Saturday, April 22, 2006

Live Drive and online storage

Fortune magazine mentioned an upcoming product from Microsoft named Live Drive in its story on Ray Ozzie this week. It's compared to Google's ambitions in online storage and other large Internet companies are starting to think of different ways to search more content online. I think Google's potential offering (GDrive) is totally different from what a company such as Yahoo, Microsoft, or even Apple might offer in terms of online storage because these large companies sell and help users create large media files. I'll use Microsoft and its Live products, both announced and speculated, as an example but similar ideas can be applied to other companies.

I start at Microsoft on Monday and have no inside info on Live Drive or some of the other concepts and hypotheticals I'll discuss. It's all purely speculative.

Different types of storage

I believe online storage for large Internet companies will be introduced in stages and tied to applications developed by companies such as Microsoft. Each type of content stored requires a little different approach and different levels of involvement from teams of lawyers.

Purchased digital assets

You might buy a song, video, or image from a Windows Live product. Napster and other companies have provided access to multiple downloads of your purchased media across multiple computers and I'm sure Microsoft will offer similar features in the Urge music product or video offerings.

This media already exists online, and may even be in the same data center as Live Drive accounts.
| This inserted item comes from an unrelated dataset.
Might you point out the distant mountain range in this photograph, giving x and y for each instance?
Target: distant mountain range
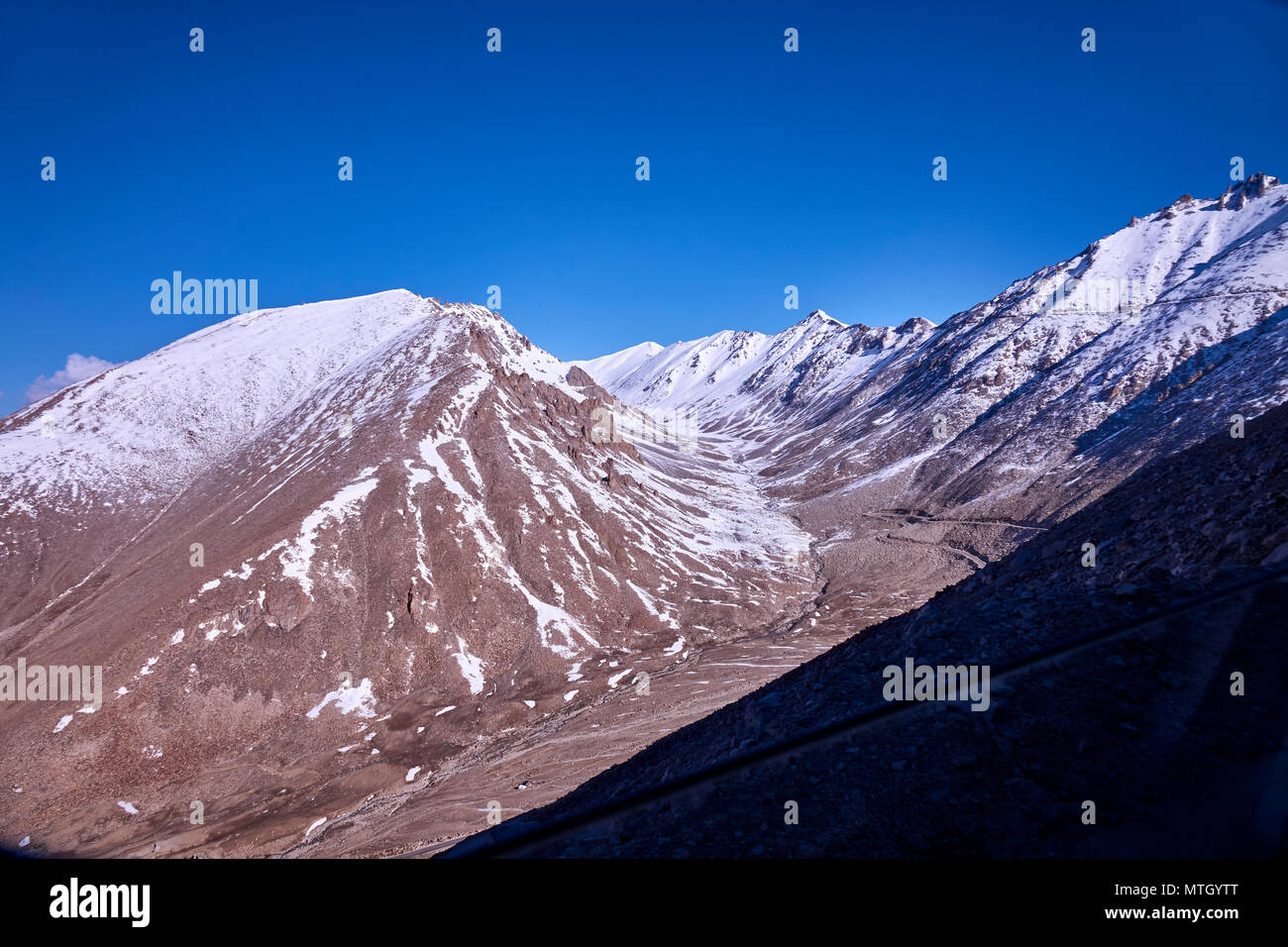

You could connect the front-end of your personal Live Drive with the appropriate storefront but instead of a 30 second preview you now have access to the complete file with some DRM limiting your personal use.

In this use case your Live Drive is a digital locker containing things you have purchased from stores owned by Microsoft. They know where the content came from, have a record of the purchase, and there is no need to duplicate the actual file. The service would be authenticated using Windows Live ID to make sure you are the only one to access that data.

Digital content you create

Microsoft has a few applications that create data you may want to backup to a secure location for later use. Your chat logs from Messenger, an audio or video chat, a Microsoft Money data file, or maybe the current health status of your PC. You could backup this content to your Live Drive and there might be an application-specific personal storage area available.

You created the content and storage it online helps make sure it persists throughout time and across machines. You own the copyright responsibilities.

Personal storage for anything

What if you could have an L: or G: drive mounted inside Windows Explorer that was really an online storage service? The concept is not that new, we've seen it before with MSN Groups and Xdrive, but the free storage options were fairly limited compared to the gigabytes we are now used to receiving for free in e-mail and other online applications.

You could store a Word document, a PDF, or your entire music and photo or anything you want as long as it's under your allotted storage amount.

Desktop storage bloat is one of the reasons people hold off buying a new computer. With 40 GB or more of saved music files, photographs, and more, families are paralyzed at the thought of losing all that data when they buy a new computer. Microsoft has a little motivation to get the online backup experience right because it's likely to lead to more purchases of new PCs to match the new digital lifestyle.

Storage others can access

So far I've described storage types only visible to one account holder and hidden from the rest of the world. There is also a need for online storage space you can write to and share with others. Attachments too big for e-mail or the latest acoustic performance of your band in a garage are two examples.

Sharing any file with anyone online gets a bit tricky and this is where lots of lawyers get involved. Are you sharing a Metallica song? A file with a virus? The latest hit movie?

I think smaller companies will offer this type of storage while turning a blind eye to copyright and international concerns while bigger companies work on ways to make everybody happy.

Other online storage concepts

A new company called Fabrik wants to connect a stand-alone hard drive on your home network with secure online storage. Gordon Bell and other researchers at Microsoft are working on MyLifeBits, a lifetime store of everything you do every day including a camera you wear everywhere.